1.   Tanda teaches dance classes at Avocado Park High School under a grant from Los Angeles County. Her grant is up for review and she
wants to expand the classes so she can teach five days a week. She believes that her classes are beneficial to the students, so to
demonstrate this to the review board she randomly selects 2 of her dance students from EACH of her sessions over a week and asks them
how many of her sessions they attend each week and their GPA. Her results can be found in the Excel file “Test 2 Spring 2022.xlsx” on
Canvas. For the purpose of this test, use “Sessions” as the predictor and “GPA” as the response. Do NOT remove any outliers.

a. What population is Tanda studying here?
b. What method of sampling has Tanda employed?
c. Use the data from the file to create a scatterplot. Include the scatterplot in your document and describe its shape. What
kind of association do you see?
d. Compute and interpret the correlation coefficient.
e. Construct a linear model of the relationship between number of sessions attended and GPA.
f. Interpret the slope of the model in part e.
g. Interpret the initial value of the model you constructed in part e
h. use the linear model from part e to predict the GPA of a student who attends 4 of Tanda’s dance lessons in a week.
i. Use the linear model from part e to predict the GPA of a student who attends all 8 of Tanda’s sessions in a week.
j. If Tanda is able to expand her lessons to 10 sessions per week, what would the model predict for the GPA of a student
who attends all 10 sessions?
k. Bonus question: consider your answers to part j. What is wrong with this picture and why?
l. Based on your answers from parts d-i, do you think it would be reasonable for Tanda to conclude that attending more of
her dance sessions will increase a student’s GPA? Explain your thinking.

2. The goats of Avocado Park are becoming rather dapper. Currently, 47% of them wear an ascot regularly. Of the ascot-wearing goats, 65%
prefer the color blue. Of the non-ascot-wearing goats, 49% prefer the color blue. For convenience, I suggest you use event A to refer to
wearing an ascot and the event B to refer to preferring the color blue.
a. Create a decision tree to organize the sample space of the situation described in this problem.
b. Compute P(B), the probability that a random goat (ascot or no ascot) prefers the color blue.
c. Compute P(A|B), the probability that a random goat who PREFERS THE COLOR BLUE wears an ascot.

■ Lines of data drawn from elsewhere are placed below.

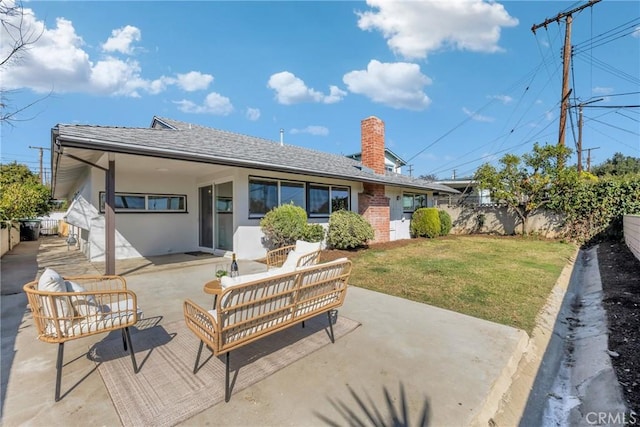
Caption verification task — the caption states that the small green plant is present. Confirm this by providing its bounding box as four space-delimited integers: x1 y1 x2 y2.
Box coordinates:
476 214 487 230
438 209 453 236
409 208 441 238
303 224 324 242
327 210 375 249
260 204 307 248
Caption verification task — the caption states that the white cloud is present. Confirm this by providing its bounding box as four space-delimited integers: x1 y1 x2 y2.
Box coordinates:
489 95 513 105
177 71 213 92
267 71 347 105
462 107 495 123
0 8 218 97
342 59 431 110
174 92 233 116
358 0 518 59
102 25 142 55
245 107 260 122
291 126 329 136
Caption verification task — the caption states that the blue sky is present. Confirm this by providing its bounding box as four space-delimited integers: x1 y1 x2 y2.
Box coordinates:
0 0 640 179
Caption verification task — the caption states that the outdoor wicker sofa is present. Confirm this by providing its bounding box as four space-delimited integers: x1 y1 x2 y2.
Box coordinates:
23 268 142 402
266 240 321 270
184 258 351 402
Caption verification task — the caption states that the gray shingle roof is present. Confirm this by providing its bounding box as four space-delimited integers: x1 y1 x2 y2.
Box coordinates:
55 117 457 193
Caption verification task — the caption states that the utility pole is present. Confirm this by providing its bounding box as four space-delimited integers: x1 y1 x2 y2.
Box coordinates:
29 145 51 184
531 0 602 150
584 147 600 172
577 98 604 172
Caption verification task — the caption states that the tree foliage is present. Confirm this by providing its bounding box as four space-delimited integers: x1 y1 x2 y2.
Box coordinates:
591 153 640 176
0 162 52 222
474 143 578 234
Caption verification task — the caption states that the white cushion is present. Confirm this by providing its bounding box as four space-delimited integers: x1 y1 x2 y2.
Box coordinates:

d. Bonus question: Compute the probability that a random goat who does not prefer the color blue wears an ascot.

3. Letitia’s next door neighbor Sarkis is buying gifts for his favorite goats. He’s heard about the ascot thing, so he figures that would be a
safe present. At the store he sees a box containing 15 ascots, so he grabs 7 of them to give to the goats. What he doesn’t notice is that 6
of the ascots are blue and the other 9 are gray.
a. How many different ways can he select the 7 ascots (ignore color for now)?
b. How many different ways could he select 4 blue and 3 gray ascots?
c. If he ignores color and just grabs 7 random ascots, what would be the probability that he grabs 4 blue and 3 gray
ascots?
d. Bonus question: What is the probability that less than 3 of the ascots Sarkis selects will be gray?

4. Hadey wants to give his mother Old Billie (both are goats) an ascot for her birthday (which she seems to have every month somehow), so
he warns his favorite store that he’ll need an ascot in two weeks. They order 12 since they seem to be a hot item, but they don’t pay attention
to color either. Hadey only needs one blue ascot for his mother, but each ascot has only a 25% chance of being blue. Assume that the colors
of the 12 ascots are independent.

a. What is the probability that all 12 of the ascots are blue?

b. What is the probability that NONE of the 12 ascots are blue?
c. What is the probability that AT LEAST ONE of the 12ascots is blue?